税務調査の選考基準とは

個人事業主の方や法人を設立された方などにとって、税務調査とは“恐ろしい”イメージがあるでしょう。

一方で、
・自分の所得レベルじゃ対象になるわけがない
・何も不正はしていないし大丈夫
そんな風に考えている方も多いと思いますが、税務調査の選考基準はどのようなものかご存知でしょうか。

今回は、選ばれる基準となるものにはどんなものがあるのか、調査対象についても詳しく掘り下げていきたいと思います。

税務調査件数は意外と多い

かなりの高所得者のみが対象とされるものと考えると、それほど数は多くないのでは?と考えてしまいますね。しかし意外とそう少なくはない数字であることが分かっているのです。

今から2年前になる2015年では650000件もの方が調査対象となっています。2010年までさかのぼって見てみると、もっとも多かったのは2013年の約900000件です。

これは所得税、消費税調査を受けた件数となり、そのほとんどが個人で事業を営まれている事業主に行われています。

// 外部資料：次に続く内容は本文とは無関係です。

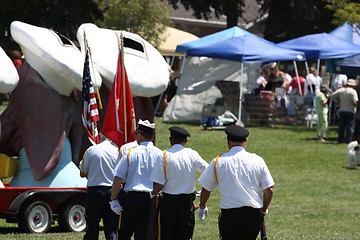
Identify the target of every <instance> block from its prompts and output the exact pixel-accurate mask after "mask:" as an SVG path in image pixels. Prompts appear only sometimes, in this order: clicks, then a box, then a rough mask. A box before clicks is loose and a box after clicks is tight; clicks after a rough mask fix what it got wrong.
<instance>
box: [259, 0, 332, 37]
mask: <svg viewBox="0 0 360 240" xmlns="http://www.w3.org/2000/svg"><path fill="white" fill-rule="evenodd" d="M325 5H326V2H324V1H323V0H288V1H283V0H266V1H265V2H264V4H263V11H268V13H269V16H268V19H267V20H266V22H265V31H264V38H266V39H268V40H270V41H273V42H281V41H285V40H289V39H292V38H296V37H300V36H304V35H307V34H314V33H320V32H329V31H331V30H333V29H334V27H335V26H334V25H333V24H332V23H331V21H332V19H333V11H331V10H329V9H326V8H325Z"/></svg>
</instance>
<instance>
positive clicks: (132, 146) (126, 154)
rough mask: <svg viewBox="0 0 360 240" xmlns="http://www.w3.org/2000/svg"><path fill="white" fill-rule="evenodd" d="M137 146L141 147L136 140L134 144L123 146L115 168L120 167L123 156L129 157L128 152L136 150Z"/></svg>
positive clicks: (116, 161)
mask: <svg viewBox="0 0 360 240" xmlns="http://www.w3.org/2000/svg"><path fill="white" fill-rule="evenodd" d="M137 146H139V144H138V143H137V141H136V140H135V141H133V142H128V143H125V144H124V145H122V146H121V147H120V150H119V157H118V159H117V161H116V165H115V166H117V165H118V163H119V161H120V159H121V158H122V156H124V155H127V153H128V151H129V150H130V149H131V148H135V147H137ZM115 169H116V167H115Z"/></svg>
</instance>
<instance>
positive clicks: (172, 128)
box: [169, 126, 190, 139]
mask: <svg viewBox="0 0 360 240" xmlns="http://www.w3.org/2000/svg"><path fill="white" fill-rule="evenodd" d="M169 130H170V136H171V137H174V138H176V139H186V138H187V137H190V133H189V132H188V131H186V129H184V128H182V127H178V126H173V127H171V128H169Z"/></svg>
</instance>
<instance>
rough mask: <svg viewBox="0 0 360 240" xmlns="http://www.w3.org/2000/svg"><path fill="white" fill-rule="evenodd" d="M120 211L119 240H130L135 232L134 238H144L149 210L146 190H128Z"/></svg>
mask: <svg viewBox="0 0 360 240" xmlns="http://www.w3.org/2000/svg"><path fill="white" fill-rule="evenodd" d="M123 210H124V211H123V212H122V213H121V223H120V229H119V230H118V239H119V240H130V239H131V236H132V235H133V234H134V232H135V240H146V232H147V225H148V217H149V210H150V194H149V193H148V192H128V194H127V196H126V200H125V202H124V206H123Z"/></svg>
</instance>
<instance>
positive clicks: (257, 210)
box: [221, 206, 260, 212]
mask: <svg viewBox="0 0 360 240" xmlns="http://www.w3.org/2000/svg"><path fill="white" fill-rule="evenodd" d="M240 209H249V210H255V211H260V208H253V207H249V206H244V207H239V208H222V209H221V211H222V212H229V211H234V210H240Z"/></svg>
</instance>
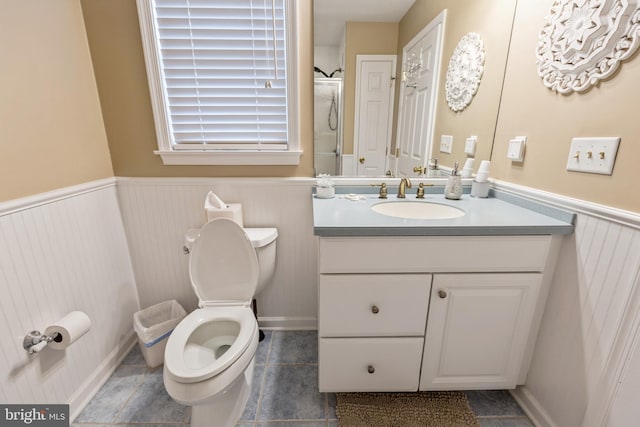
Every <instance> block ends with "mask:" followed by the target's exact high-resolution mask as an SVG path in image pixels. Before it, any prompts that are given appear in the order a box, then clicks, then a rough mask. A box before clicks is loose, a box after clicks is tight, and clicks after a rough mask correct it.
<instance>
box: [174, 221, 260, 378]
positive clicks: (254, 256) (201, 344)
mask: <svg viewBox="0 0 640 427" xmlns="http://www.w3.org/2000/svg"><path fill="white" fill-rule="evenodd" d="M258 268H259V267H258V259H257V255H256V251H255V250H254V248H253V245H252V244H251V241H250V240H249V238H248V237H247V234H246V233H245V232H244V229H243V228H242V227H240V225H238V224H237V223H236V222H235V221H233V220H231V219H228V218H217V219H214V220H212V221H210V222H208V223H207V224H205V225H204V227H202V228H201V229H200V231H199V232H198V238H197V239H196V241H195V243H194V245H193V248H192V250H191V256H190V257H189V276H190V278H191V285H192V286H193V289H194V291H195V293H196V295H197V296H198V300H199V306H200V307H201V308H200V309H197V310H195V311H194V312H192V313H191V314H189V315H188V316H187V317H185V318H184V319H183V320H182V321H181V322H180V323H179V324H178V326H177V327H176V328H175V329H174V330H173V332H172V334H171V335H170V336H169V341H168V342H167V347H166V350H165V368H166V369H165V370H166V372H167V374H168V375H169V376H170V377H172V378H173V379H174V380H175V381H176V382H179V383H197V382H201V381H205V380H207V379H209V378H212V377H214V376H216V375H218V374H221V373H223V372H225V370H227V369H232V368H233V364H234V363H235V362H236V360H238V359H239V358H240V357H241V356H242V355H243V353H244V352H245V351H247V348H250V347H251V346H252V345H253V344H254V343H253V340H257V339H256V337H257V328H258V324H257V322H256V319H255V316H254V314H253V311H252V310H251V299H252V298H253V295H254V293H255V291H256V286H257V283H258ZM255 344H256V345H257V342H256V343H255ZM253 348H254V351H255V345H254V346H253ZM252 357H253V355H252ZM230 367H231V368H230Z"/></svg>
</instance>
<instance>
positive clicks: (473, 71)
mask: <svg viewBox="0 0 640 427" xmlns="http://www.w3.org/2000/svg"><path fill="white" fill-rule="evenodd" d="M483 70H484V43H483V42H482V39H481V38H480V34H478V33H468V34H467V35H465V36H464V37H462V38H461V39H460V41H459V42H458V44H457V46H456V48H455V50H454V51H453V55H451V59H450V60H449V68H448V69H447V80H446V82H445V95H446V97H447V104H449V108H451V109H452V110H453V111H462V110H464V109H465V108H467V106H468V105H469V104H470V103H471V100H472V99H473V97H474V96H475V94H476V92H477V91H478V86H480V79H481V78H482V72H483Z"/></svg>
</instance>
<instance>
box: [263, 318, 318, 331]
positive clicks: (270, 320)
mask: <svg viewBox="0 0 640 427" xmlns="http://www.w3.org/2000/svg"><path fill="white" fill-rule="evenodd" d="M258 324H259V325H260V328H262V329H267V330H273V331H314V330H317V329H318V319H317V318H316V317H307V316H299V317H289V316H277V317H275V316H274V317H259V318H258Z"/></svg>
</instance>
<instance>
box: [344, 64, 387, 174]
mask: <svg viewBox="0 0 640 427" xmlns="http://www.w3.org/2000/svg"><path fill="white" fill-rule="evenodd" d="M395 71H396V55H357V57H356V111H355V123H354V147H353V152H354V153H356V158H357V163H356V174H357V175H358V176H382V175H384V174H385V172H386V169H387V154H388V151H389V148H390V145H391V129H392V124H393V100H394V96H395V94H394V80H395V77H394V76H395Z"/></svg>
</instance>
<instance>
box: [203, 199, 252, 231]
mask: <svg viewBox="0 0 640 427" xmlns="http://www.w3.org/2000/svg"><path fill="white" fill-rule="evenodd" d="M206 212H207V222H209V221H211V220H212V219H215V218H231V219H232V220H234V221H235V222H237V223H238V224H240V227H244V223H243V221H242V204H241V203H229V204H227V205H226V207H224V208H217V207H212V206H211V207H208V208H206Z"/></svg>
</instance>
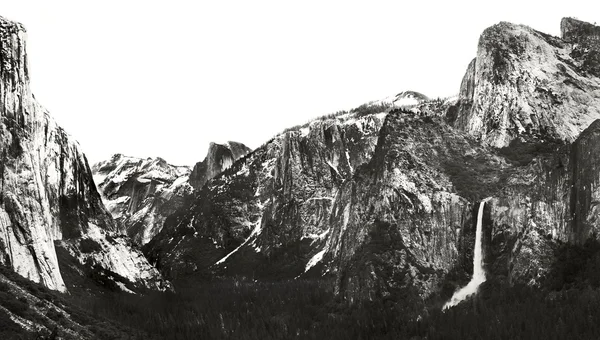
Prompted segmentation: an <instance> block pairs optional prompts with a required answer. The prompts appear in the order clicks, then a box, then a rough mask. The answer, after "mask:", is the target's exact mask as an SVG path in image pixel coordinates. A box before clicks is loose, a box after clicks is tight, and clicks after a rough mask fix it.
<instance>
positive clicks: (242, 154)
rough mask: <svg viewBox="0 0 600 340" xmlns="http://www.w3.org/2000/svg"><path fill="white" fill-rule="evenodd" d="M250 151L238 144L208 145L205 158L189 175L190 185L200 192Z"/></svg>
mask: <svg viewBox="0 0 600 340" xmlns="http://www.w3.org/2000/svg"><path fill="white" fill-rule="evenodd" d="M250 151H252V150H251V149H250V148H249V147H247V146H245V145H244V144H242V143H238V142H227V143H225V144H217V143H210V146H209V147H208V153H207V154H206V157H205V158H204V160H203V161H202V162H198V163H196V165H195V166H194V170H192V173H191V174H190V184H191V185H192V187H194V188H195V189H197V190H200V189H201V188H202V186H203V185H204V183H206V182H207V181H208V180H210V179H211V178H213V177H215V176H217V175H218V174H220V173H221V172H223V171H225V170H226V169H228V168H229V167H230V166H231V165H233V162H235V161H237V160H238V159H240V158H241V157H243V156H245V155H246V154H248V153H249V152H250Z"/></svg>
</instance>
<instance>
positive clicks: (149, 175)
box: [92, 154, 193, 245]
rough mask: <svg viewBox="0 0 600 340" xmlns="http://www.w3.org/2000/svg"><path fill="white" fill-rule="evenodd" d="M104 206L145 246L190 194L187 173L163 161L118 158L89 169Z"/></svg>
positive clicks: (125, 232) (136, 242)
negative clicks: (91, 171) (166, 217)
mask: <svg viewBox="0 0 600 340" xmlns="http://www.w3.org/2000/svg"><path fill="white" fill-rule="evenodd" d="M92 173H93V175H94V180H95V182H96V185H97V186H98V190H99V191H100V193H101V195H102V198H103V201H104V204H105V205H106V208H107V209H108V211H109V212H110V213H111V215H112V216H113V218H114V219H115V221H116V222H117V224H118V226H119V230H121V231H122V232H124V233H125V234H127V235H128V236H129V237H131V239H132V240H133V241H134V242H135V243H137V244H138V245H144V244H146V243H148V242H149V241H150V240H151V239H152V238H153V237H154V236H155V235H156V234H158V232H160V230H161V229H162V226H163V223H164V221H165V219H166V217H167V216H169V215H170V214H172V213H174V212H175V211H176V209H177V208H179V207H180V206H181V205H182V204H183V200H184V197H185V196H186V195H190V194H191V193H192V191H193V189H192V187H191V186H190V184H189V182H188V181H189V175H190V169H189V167H186V166H174V165H171V164H168V163H167V162H166V161H165V160H164V159H162V158H155V159H152V158H147V159H141V158H135V157H127V156H123V155H121V154H117V155H114V156H113V157H112V158H111V159H110V160H107V161H103V162H99V163H96V164H94V165H93V166H92Z"/></svg>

昔よりは個人で事業を始めやすい時代になっている背景も関係しているのかもしれませんが、この数は決して少ないとはいえないでしょう。

税務調査の選考基準とは

なぜ選ばれる?選考基準とは

ではどんな方が上記のような何十万件という数の中に選ばれてしまうのでしょうか。選考基準についてみていきます。

1.黒字

もちろん赤字だからセーフというわけではありませんが、やはり利益があるからこそ、その利益をいかに残すかという面において不正をしてしまうケースが多いためです。

ただ、わざと赤字で計上しているということも考えられるため、黒字の方が少し選ばれやすくなるといった程度と考えておいてください。

2.以前調査で指摘を受けたことがある

実際に、過去2度も調査対象となったことがあるものの、何の問題もなく指摘もされなかった会社も存在します。そういった場合は、選ぶ優先度がかなり落ちることになり、きちんとした申告をしていると認められる可能性が高くなります。

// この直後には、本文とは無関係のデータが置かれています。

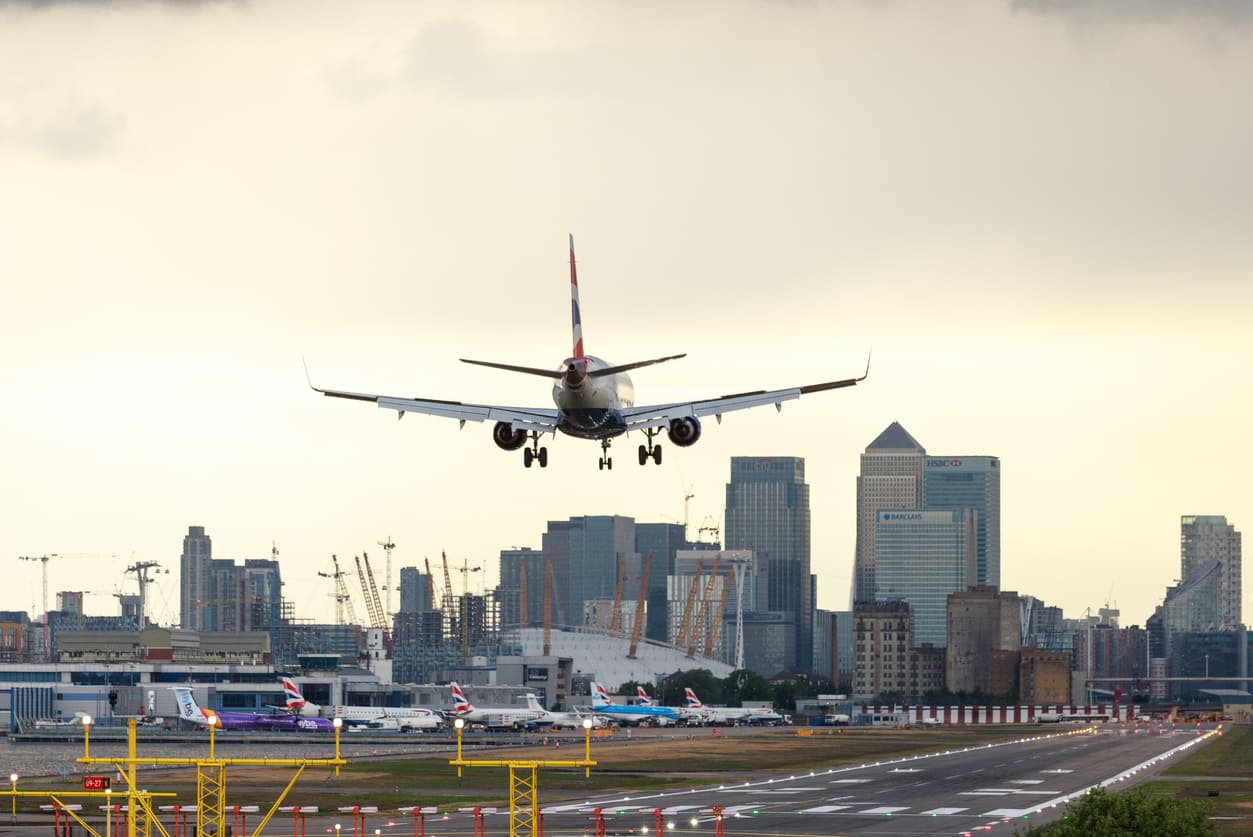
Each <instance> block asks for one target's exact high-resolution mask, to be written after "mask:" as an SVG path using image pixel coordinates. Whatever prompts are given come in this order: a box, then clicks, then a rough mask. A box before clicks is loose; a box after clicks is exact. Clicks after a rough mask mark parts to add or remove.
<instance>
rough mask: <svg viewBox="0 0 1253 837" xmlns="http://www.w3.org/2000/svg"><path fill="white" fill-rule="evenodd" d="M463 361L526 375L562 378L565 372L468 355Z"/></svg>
mask: <svg viewBox="0 0 1253 837" xmlns="http://www.w3.org/2000/svg"><path fill="white" fill-rule="evenodd" d="M461 362H462V363H474V365H475V366H490V367H491V368H494V370H505V371H507V372H523V373H524V375H539V376H543V377H546V378H560V377H561V376H563V375H564V372H563V371H561V370H539V368H535V367H534V366H514V365H511V363H494V362H491V361H471V360H469V358H466V357H462V358H461Z"/></svg>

一方で、以前調査をされ指摘を受けたことがあるのであれば、その部分が修正されているのか、確かめるためにももう一度調査に入られることがあるのです。「二度とご免だ」と思っていても、確率は高くなるので注意が必要でしょう。

3.異常に増えた計数がある

調査員は対象者の決算書を数年間比較しながら、おかしい点はないかチェックします。その中で異常に増えた費用があると、対象になりやすいといえます。

たとえば売り上げが増加した年には外注費が極端にかさんでいる、支払いの手数料が急に増えているのに売上額には変化がないなどです。こういったケースは不信感を抱かせてしまうため、選ばれる確率が高くなります。

4.取引先の情報

税務調査は申告書からありとあらゆるところまで確かめます。あなたが取引きした会社に申告実績があるかどうか。なければ当然怪しいと思われてしまうでしょう。

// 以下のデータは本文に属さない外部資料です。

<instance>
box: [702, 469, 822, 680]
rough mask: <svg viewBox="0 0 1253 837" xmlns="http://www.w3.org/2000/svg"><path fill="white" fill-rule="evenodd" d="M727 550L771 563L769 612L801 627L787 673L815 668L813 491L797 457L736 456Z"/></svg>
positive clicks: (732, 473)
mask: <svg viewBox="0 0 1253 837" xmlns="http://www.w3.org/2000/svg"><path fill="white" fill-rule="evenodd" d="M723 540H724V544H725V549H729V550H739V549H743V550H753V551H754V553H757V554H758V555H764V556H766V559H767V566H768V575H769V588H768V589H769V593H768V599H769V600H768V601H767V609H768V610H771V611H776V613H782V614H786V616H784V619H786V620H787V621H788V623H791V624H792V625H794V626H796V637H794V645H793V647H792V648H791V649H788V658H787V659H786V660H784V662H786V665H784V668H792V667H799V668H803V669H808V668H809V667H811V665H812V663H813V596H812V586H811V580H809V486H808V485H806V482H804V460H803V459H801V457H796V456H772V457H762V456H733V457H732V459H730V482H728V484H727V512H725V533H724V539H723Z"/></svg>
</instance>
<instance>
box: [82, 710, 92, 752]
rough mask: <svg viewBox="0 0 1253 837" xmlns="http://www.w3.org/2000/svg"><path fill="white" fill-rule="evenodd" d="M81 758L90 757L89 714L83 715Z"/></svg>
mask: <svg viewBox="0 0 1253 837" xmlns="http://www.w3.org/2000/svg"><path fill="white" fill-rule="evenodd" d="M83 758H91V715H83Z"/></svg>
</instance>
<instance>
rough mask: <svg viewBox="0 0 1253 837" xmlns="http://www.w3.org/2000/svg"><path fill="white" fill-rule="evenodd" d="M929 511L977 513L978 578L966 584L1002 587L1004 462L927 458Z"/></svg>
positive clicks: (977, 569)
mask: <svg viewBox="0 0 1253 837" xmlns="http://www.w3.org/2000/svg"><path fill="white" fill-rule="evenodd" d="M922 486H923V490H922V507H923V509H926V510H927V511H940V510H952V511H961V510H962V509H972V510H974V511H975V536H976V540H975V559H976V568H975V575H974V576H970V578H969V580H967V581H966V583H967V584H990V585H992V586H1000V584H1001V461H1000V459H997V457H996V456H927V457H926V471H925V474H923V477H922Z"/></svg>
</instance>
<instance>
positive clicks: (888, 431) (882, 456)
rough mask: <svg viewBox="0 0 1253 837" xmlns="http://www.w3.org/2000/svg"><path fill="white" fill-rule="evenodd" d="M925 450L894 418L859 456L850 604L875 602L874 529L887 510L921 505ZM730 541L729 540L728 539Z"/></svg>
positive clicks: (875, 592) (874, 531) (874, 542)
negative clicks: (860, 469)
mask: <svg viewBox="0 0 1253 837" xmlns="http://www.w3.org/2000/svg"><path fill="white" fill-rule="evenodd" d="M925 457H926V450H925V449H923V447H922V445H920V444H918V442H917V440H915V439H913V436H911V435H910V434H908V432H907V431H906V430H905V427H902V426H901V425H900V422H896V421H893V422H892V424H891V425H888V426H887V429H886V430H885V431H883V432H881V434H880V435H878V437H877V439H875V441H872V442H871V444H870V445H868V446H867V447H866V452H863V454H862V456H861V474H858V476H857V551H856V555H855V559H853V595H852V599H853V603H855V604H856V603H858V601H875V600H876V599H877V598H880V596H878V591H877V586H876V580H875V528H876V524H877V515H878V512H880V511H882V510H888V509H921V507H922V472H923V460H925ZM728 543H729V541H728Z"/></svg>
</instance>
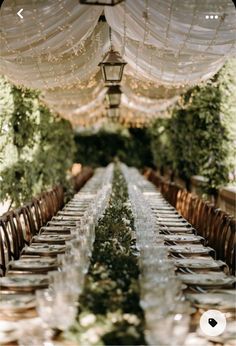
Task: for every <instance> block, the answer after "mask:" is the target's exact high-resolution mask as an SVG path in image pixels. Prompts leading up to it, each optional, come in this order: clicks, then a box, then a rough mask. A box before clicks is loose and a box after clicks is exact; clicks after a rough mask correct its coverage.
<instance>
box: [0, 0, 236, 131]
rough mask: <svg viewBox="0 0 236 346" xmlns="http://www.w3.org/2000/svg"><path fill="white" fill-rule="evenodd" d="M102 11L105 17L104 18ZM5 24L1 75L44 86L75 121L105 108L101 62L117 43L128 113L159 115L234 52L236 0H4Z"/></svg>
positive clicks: (104, 112)
mask: <svg viewBox="0 0 236 346" xmlns="http://www.w3.org/2000/svg"><path fill="white" fill-rule="evenodd" d="M21 8H23V13H22V14H23V19H20V18H19V17H18V16H17V14H16V13H17V12H18V11H19V10H20V9H21ZM103 11H104V13H105V17H106V20H107V23H106V22H99V17H100V15H101V14H102V13H103ZM207 15H212V16H214V18H213V19H210V18H209V19H206V16H207ZM215 16H216V18H215ZM109 26H110V27H111V42H110V38H109ZM0 30H1V45H0V73H1V74H3V75H5V76H7V77H8V78H9V79H10V80H11V81H13V83H15V84H17V85H24V86H26V87H30V88H37V89H40V90H41V91H42V99H43V101H44V102H45V103H46V104H47V105H48V106H49V107H50V108H51V109H53V110H55V111H56V112H58V113H59V114H60V115H61V116H63V117H65V118H67V119H69V120H70V121H71V122H72V123H73V124H75V125H76V124H82V123H84V124H85V123H86V121H87V120H88V122H90V121H94V120H95V121H96V120H97V119H99V117H101V116H104V114H105V113H106V110H105V104H104V98H105V93H106V88H105V86H104V84H103V81H102V77H101V73H100V71H99V67H98V64H99V63H100V62H101V61H102V59H103V57H104V55H105V53H106V52H107V51H108V50H109V48H110V45H111V43H112V45H113V46H114V47H115V49H116V50H118V51H119V52H120V54H121V55H122V57H123V59H124V60H125V61H126V62H127V66H126V67H125V74H124V77H123V80H122V91H123V95H122V102H121V115H122V117H123V118H124V117H125V116H126V114H127V116H129V117H131V118H132V117H135V116H136V115H137V117H139V116H140V117H141V114H142V115H143V116H145V117H146V118H150V117H153V116H157V115H158V114H159V113H160V111H163V110H165V109H166V108H167V107H169V106H170V105H172V104H174V103H175V102H176V100H177V99H178V95H179V94H180V93H181V92H182V91H183V90H185V89H186V88H187V87H188V86H190V85H194V84H197V83H200V82H201V81H204V80H206V79H208V78H210V77H211V76H213V75H214V74H215V73H216V72H217V71H218V70H219V69H220V68H221V67H222V65H223V64H224V62H225V61H226V59H227V58H229V57H231V56H236V11H235V8H234V5H233V2H232V1H231V0H204V1H199V0H158V1H157V0H126V1H124V3H122V4H120V5H117V6H115V7H103V6H87V5H80V4H79V3H78V0H57V1H56V0H5V1H4V3H3V5H2V7H1V23H0Z"/></svg>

これは“架空経費”ではないかと疑われる要因になります。もちろん、通常であれば取引先が申告をしていることは当たり前なのですが、架空の社名を記載するなどといった行為は自殺行為といえます。

驚きの調査対象

税務調査官といえば怖い印象があるでしょう。しかしいざ調査となった際、意外にも愛想よく接してくる調査官が多いと言います。その理由は、わたちたちから向けられる敵意を和らげ、スムーズな調査を行いたいためです。

その友好的な態度に安心しきっていると、私たちが想像もしえないものにまで目を光らせていることがあるのです。

タオルも調べられている?

給湯室などに設置されているタオルや、トイレの中の手をふくために用意されたタオル。これらも実は調べられていることがあります。

これは、金融機関などを訪れた時にその名称が入ったタオルを貰うことが多いためです。調査員たちはあなたの申告書をくまなく見ているので、どこの銀行を利用しているか、頭に入れながら調査に来ています。

申告の内容には無かった名称のものであれば、口座を隠しているのではないかと考えられる恐れもあるのです。そんなところまで?とびっくりしてしまいますが、それだけ彼らの目は光り続けているということを忘れないようにしましょう。

税務調査の選考基準とは

税理士に頼んだ場合の報酬

税務調査といえば、税理士立ち合いの元行われるのが普通です。調査の際に圧倒的に有利になりますし、答えられない質問でも知識のある税理士なら言葉で相手を納得させることもできるでしょう。

では、その依頼料の相場はいくらほどなのでしょうか。

・立ち合い…日当3~5万円
・修正申告…10~20万円

基本的に1日かかるといわれている調査に立ち会ってもらうと、約5万円ほどひつようになります。

また、調査後申告内容を修正しなくてはならないときには、それを依頼することもできますが、料金は跳ね上がります。値段を見ても分かるように、立ち合いはできるだけ依頼しておいて損はないと言えるでしょう。